The EcoJustice submission stated: “The Mining Act is articulated in an opaque and confusing manner, making it difficult for Québec residents, property owners and municipalities to stay informed of how the law governs their land. Based on our analysis, it is unclear how this statute interacts with other Québec laws. This lack of clarity has resulted in a legitimate concern that the Mining Act prioritizes mining rights over individual and community rights by: 1) superceding the right to privacy afforded by the Civil Code of Québec; 2) contradicting the inviolability of an individual’s home and the right to peaceful enjoyment and free disposition of property as provided for by the Quebec Charter of Human Rights and Freedoms; and 3) circumscribing the power of municipalities to protect the health and welfare of residents in accordance with the Municipal Code of Quebec and the Cities and Towns Act.”
In December, 2007, the Mackenzie Valley Environmental Impact Review Board (MVEIRB) asked the Minister of Indian and Northern Affairs to end free entry on some lands in the NWT.
According to a Canadian Press story of December 17:
“It’s a system that doesn’t fully acknowledge that there are other rights of equal or perhaps greater importance,” said David Livingstone, Indian and Northern Affairs director of renewable resources and environment for the N.W.T., who spoke in favour of such a recommendation at hearings on the project.
It’s almost impossible to establish a protected area or create a land claim on land with pre-existing mineral dispositions on it, Livingstone said. “Once mineral rights are acquired, they tend to set the foundation for the discussion (for the land).
“We’ve reached a point now in the context of aboriginal rights that aboriginal people are in some cases saying ‘Hold it now, we’re not sure we want mining in this area.

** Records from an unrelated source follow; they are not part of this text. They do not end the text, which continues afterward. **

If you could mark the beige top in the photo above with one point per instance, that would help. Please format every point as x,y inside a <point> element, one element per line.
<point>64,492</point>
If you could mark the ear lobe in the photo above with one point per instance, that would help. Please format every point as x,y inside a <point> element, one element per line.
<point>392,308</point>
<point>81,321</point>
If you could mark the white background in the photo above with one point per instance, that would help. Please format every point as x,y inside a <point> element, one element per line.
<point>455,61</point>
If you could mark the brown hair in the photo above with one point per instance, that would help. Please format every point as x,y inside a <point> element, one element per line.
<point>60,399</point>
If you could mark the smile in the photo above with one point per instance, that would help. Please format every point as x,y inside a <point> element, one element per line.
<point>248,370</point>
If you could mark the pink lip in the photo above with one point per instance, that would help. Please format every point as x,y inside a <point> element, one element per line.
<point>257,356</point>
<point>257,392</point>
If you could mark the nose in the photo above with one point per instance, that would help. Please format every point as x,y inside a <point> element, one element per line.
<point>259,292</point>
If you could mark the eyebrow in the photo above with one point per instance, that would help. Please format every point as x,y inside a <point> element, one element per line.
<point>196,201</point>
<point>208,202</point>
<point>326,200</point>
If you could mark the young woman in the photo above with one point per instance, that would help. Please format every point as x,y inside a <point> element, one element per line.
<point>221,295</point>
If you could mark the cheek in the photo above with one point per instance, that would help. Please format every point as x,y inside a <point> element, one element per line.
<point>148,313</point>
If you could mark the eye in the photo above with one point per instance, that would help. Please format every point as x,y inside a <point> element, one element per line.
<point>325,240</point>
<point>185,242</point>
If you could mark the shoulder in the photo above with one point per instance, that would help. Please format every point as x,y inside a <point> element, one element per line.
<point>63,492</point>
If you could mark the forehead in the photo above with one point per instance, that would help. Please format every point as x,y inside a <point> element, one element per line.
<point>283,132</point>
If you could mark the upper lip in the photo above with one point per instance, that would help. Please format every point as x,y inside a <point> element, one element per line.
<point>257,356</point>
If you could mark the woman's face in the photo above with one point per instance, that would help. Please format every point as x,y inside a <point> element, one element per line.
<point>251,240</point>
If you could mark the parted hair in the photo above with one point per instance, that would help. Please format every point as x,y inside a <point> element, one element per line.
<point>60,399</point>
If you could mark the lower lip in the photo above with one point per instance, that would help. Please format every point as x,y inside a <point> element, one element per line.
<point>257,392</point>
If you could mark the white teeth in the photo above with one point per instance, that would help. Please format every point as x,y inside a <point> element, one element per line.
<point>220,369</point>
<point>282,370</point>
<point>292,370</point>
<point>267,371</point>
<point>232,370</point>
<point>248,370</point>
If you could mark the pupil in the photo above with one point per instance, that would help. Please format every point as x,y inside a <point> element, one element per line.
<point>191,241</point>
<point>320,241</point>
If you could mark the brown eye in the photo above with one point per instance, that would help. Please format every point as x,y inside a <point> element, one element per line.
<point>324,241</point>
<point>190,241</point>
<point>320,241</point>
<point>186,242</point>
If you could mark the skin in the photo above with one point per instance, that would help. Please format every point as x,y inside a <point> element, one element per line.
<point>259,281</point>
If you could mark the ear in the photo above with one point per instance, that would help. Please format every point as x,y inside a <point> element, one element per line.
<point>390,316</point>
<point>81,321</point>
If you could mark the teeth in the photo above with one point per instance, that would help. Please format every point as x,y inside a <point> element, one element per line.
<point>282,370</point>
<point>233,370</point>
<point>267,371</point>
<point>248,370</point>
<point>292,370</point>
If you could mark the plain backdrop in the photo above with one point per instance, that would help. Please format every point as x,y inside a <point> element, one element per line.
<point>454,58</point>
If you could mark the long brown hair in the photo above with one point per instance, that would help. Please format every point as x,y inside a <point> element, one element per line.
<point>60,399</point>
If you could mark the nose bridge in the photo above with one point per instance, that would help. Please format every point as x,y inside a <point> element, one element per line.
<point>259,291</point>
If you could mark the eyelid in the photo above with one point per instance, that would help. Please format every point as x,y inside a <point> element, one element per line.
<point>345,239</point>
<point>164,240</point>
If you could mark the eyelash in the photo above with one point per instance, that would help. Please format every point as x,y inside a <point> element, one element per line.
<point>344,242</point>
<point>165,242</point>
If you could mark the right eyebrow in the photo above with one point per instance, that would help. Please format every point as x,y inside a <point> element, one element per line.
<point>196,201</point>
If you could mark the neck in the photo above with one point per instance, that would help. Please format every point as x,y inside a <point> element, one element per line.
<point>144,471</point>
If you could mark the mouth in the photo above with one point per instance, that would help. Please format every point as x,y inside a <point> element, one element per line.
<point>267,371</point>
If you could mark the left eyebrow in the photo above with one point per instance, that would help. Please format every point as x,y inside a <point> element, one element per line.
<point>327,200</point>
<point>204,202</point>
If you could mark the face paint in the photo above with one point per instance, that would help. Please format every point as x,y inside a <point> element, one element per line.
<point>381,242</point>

If you’re acquiring mineral rights, you’re setting off on that path before we’ve had a chance to really discuss the long-term consequences of that.’”

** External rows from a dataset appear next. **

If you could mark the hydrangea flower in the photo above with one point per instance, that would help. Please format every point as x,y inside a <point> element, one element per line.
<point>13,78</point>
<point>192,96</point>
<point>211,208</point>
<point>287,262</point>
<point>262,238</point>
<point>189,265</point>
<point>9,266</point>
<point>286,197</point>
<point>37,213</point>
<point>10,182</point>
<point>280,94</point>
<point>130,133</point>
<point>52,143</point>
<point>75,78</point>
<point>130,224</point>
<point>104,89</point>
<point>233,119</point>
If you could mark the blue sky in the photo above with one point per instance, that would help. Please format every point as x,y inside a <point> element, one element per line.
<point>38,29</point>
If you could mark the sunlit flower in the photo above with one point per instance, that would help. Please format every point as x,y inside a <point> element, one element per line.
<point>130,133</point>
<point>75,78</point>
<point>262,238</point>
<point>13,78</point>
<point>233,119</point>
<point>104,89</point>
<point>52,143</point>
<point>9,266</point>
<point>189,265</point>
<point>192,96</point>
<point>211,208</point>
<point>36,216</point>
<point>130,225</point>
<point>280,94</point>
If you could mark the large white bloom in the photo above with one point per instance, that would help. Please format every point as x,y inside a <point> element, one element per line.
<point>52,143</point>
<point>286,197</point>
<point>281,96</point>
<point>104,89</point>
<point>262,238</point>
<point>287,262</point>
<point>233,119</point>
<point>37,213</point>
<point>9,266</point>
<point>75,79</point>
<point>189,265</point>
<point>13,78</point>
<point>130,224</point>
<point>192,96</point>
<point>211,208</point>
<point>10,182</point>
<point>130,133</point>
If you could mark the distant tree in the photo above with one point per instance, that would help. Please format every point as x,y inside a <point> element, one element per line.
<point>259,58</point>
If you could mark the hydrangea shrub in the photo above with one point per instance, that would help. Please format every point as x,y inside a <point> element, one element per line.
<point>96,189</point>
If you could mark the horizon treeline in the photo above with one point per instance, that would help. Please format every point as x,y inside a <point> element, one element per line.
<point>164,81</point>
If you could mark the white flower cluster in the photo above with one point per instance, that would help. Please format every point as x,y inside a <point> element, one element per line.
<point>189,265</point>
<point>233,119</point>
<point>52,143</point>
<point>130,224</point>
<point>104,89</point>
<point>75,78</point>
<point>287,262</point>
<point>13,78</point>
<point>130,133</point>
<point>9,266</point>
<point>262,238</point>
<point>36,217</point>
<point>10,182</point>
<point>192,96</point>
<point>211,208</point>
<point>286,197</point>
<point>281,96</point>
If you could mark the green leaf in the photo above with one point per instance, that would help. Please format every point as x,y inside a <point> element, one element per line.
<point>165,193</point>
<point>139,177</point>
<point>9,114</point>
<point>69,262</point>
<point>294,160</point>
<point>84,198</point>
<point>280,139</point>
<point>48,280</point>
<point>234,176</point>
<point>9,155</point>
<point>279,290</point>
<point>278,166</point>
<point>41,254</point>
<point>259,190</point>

Historically, mineral rights have trumped all other uses, unless surface land is specifically withdrawn from staking, for a park, and urban development or some other special use.
The mineral rights belong to the provincial government in most parts of Canada south of the 60th parallel. In some older parts of Canada, the mineral rights are still attached to the surface lands. However, because mining taxes have to be paid on these rights, over time many of them have reverted to the Crown.
North of 60, most of the mineral rights belong to the federal government. The exceptions occur where the mineral rights were specifically awarded to a territorial or Aboriginal government through a land claims process.
The process for allocating mineral rights is usually enshrined in the provincial Mining Acts, and in the North, the Territorial Lands Act (Canadian Mining Regulations).
A Free Entry Primer
In 2004, West Coast Environmental Law published an excellent primer on the free entry system, available online as "Undermining Our Future: How Mining’s Privileged Access to Land Harms People and the Environment". There is also a handy 2-page summary: "Mining’s Privileged Access to Land: A Free Entry Backgrounder."